Based on the rising BCR-ABL fusion mRNA levels, the patient was started on imatinib (Gleevec), 400 mg per day, 8 weeks after initial detection of BCR-ABL-positive cells. At the time of initiation of imatinib, the WBC was 6.7 x 103/μl, the hemoglobin was 13.3 gm/dL, the hematocrit was 37.5%, and the platelet count was 121 x 103/μl. Imatinib therapy was associated with mild periorbital edema, slightly loose bowel movements, occasional cramping of the hands and feet, and mild sustained decreases in the WBC and hemoglobin level, but was otherwise well tolerated. By six months of therapy, cytogenetic analysis revealed a normal 46, XY karyotype, and by 18 months of therapy a complete molecular response was achieved, as judged by a greater than 3-log drop in the level of the BCR-ABL fusion transcript (Fig. 3). As of this writing almost 3 years after the initial detection of the t(9;22), his “CML” and multiple myeloma remain in remission on Gleevec and zoledronate.
Figure 3.
BCR-ABL fusion transcript levels.
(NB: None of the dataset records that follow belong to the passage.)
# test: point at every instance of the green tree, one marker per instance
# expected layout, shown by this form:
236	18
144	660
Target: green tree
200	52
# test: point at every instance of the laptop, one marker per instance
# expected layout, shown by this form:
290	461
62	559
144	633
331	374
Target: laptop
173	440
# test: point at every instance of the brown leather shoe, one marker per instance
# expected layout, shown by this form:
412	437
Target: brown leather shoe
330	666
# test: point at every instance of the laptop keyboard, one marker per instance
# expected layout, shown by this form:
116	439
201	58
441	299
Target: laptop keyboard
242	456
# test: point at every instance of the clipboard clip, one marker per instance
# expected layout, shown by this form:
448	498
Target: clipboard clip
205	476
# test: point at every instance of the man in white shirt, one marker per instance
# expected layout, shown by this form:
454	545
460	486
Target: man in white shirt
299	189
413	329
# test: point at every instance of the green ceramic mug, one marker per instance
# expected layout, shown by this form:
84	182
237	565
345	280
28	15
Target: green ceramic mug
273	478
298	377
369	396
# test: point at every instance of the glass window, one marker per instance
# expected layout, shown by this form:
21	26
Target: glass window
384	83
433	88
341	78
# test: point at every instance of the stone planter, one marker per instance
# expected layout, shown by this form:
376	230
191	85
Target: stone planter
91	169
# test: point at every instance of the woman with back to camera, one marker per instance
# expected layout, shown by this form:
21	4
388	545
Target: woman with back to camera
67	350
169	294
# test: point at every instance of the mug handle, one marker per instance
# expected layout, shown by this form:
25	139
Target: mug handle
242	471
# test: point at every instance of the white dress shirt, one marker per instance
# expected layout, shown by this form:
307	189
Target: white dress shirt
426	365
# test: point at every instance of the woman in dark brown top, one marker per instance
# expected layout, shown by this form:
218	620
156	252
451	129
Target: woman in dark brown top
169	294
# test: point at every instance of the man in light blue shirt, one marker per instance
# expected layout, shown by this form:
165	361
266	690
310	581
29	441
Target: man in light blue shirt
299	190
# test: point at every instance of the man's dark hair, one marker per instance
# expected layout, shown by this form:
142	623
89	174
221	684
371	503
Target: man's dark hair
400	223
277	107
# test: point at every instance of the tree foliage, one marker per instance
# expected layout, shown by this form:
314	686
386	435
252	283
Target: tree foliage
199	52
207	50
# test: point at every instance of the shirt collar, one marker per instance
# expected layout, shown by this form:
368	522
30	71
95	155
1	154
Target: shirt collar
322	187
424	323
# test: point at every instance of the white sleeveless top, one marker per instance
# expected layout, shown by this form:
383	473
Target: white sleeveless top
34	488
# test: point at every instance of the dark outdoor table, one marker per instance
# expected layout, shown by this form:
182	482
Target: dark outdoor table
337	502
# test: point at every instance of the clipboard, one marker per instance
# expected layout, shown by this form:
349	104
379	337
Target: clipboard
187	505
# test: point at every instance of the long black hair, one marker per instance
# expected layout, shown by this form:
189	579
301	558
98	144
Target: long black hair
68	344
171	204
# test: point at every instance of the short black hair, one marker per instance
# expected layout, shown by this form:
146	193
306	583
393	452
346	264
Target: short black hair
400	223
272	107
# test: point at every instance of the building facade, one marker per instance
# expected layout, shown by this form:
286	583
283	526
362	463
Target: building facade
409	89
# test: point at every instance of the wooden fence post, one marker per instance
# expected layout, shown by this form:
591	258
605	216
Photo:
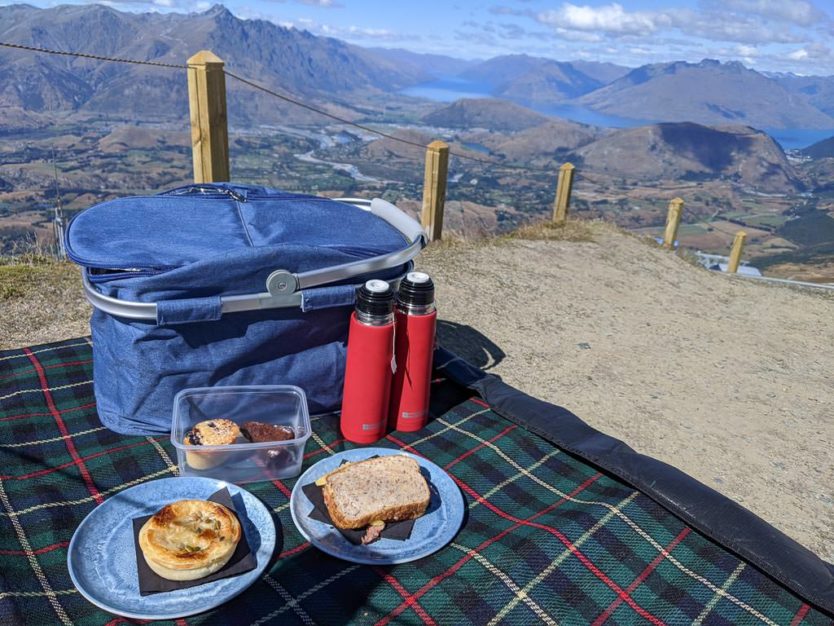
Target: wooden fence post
207	105
735	253
434	188
564	185
673	220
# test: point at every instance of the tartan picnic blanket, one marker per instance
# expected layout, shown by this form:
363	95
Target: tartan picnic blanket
546	537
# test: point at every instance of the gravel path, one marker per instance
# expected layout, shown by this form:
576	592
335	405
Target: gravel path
728	380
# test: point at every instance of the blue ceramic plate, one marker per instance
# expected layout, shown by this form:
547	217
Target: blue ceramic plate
101	554
431	532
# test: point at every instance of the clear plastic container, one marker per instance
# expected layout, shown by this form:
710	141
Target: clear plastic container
242	462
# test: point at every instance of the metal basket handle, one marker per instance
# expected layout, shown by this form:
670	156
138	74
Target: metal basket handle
283	287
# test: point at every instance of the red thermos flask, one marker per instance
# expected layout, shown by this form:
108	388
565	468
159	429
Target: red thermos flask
370	360
415	319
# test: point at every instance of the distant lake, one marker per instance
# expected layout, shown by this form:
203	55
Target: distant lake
453	88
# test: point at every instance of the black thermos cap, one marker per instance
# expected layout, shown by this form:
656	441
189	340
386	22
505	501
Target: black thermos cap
375	297
416	289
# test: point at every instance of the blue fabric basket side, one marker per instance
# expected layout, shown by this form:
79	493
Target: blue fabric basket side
188	267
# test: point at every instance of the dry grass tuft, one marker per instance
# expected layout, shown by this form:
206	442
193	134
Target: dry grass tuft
40	300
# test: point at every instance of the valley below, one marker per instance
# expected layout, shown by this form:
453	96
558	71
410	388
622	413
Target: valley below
501	179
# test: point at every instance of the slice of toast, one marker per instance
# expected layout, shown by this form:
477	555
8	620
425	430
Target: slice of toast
386	488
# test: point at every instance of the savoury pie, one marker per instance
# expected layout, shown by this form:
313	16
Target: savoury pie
189	539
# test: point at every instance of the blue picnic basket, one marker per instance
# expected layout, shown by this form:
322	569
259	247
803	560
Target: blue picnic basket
226	284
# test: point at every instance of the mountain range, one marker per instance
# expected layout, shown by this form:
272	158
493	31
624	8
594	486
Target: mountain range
345	78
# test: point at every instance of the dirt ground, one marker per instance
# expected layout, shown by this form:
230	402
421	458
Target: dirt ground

Reverse-transcriptase polymerase chain reaction (RT-PCR) was used to detect and quantify the levels of BCR-ABL fusion transcripts, relative to an internal housekeeping control gene (GUS), at various points in the patient’s course.
Commentary
The coexistence of multiple myeloma (MM) and chronic myelogenous leukemia (CML) raises a number of questions related to the pathogenic interrelationship and treatment of these two diseases. Only a small number of case reports of CML and MM occurring in the same patient, either synchronously or metachronously, have been published over the last fifty years (1–8). A few authors have speculated that coexistent CML and MM might arise from a common aberrant hematopoietic stem cell with both lymphoid and myeloid potential (3, 8); however, it is now generally accepted that CML originates in a hematopoietic stem cell and that MM arises from a post-germinal center B cell, making it very unlikely that these tumors ever share a common clonal origin. A more relevant issue in this case is whether the CML was induced by the conditioning regimen used for auto-transplantation. Based on studies of the survivors of the atomic bombs dropped on Hiroshima and Nagasaki in World War II (9), it has long been known DNA-damaging agents such as ionizing radiation increase the incidence of CML, and in vitro work has shown that the appearance of BCR-ABL fusion genes can be induced in cells by ionizing radiation (10). It thus seemed possible that conditioning with cyclophosphamide might have caused DNA breaks that led to the appearance of the BCR-ABL-positive clone in our patient. To assess this possibility, we performed a retrospective analysis of pre-transplant marrow aspirates. RT-PCR analysis of marrow obtained 3 months prior to transplant showed a b2/a2 BCR-ABL fusion transcript of 0.02%, and a second marrow obtained two months later (1 month prior to transplant) showed a B2/A2 fusion transcript level of 0.59% (Fig. 3). The 30-fold rise in BCR-ABL transcript levels over a two-month time interval is consistent with an early preclinical phase of CML and excludes the possibility that the conditioning regimen induced the appearance of the BCR-ABL-positive clone.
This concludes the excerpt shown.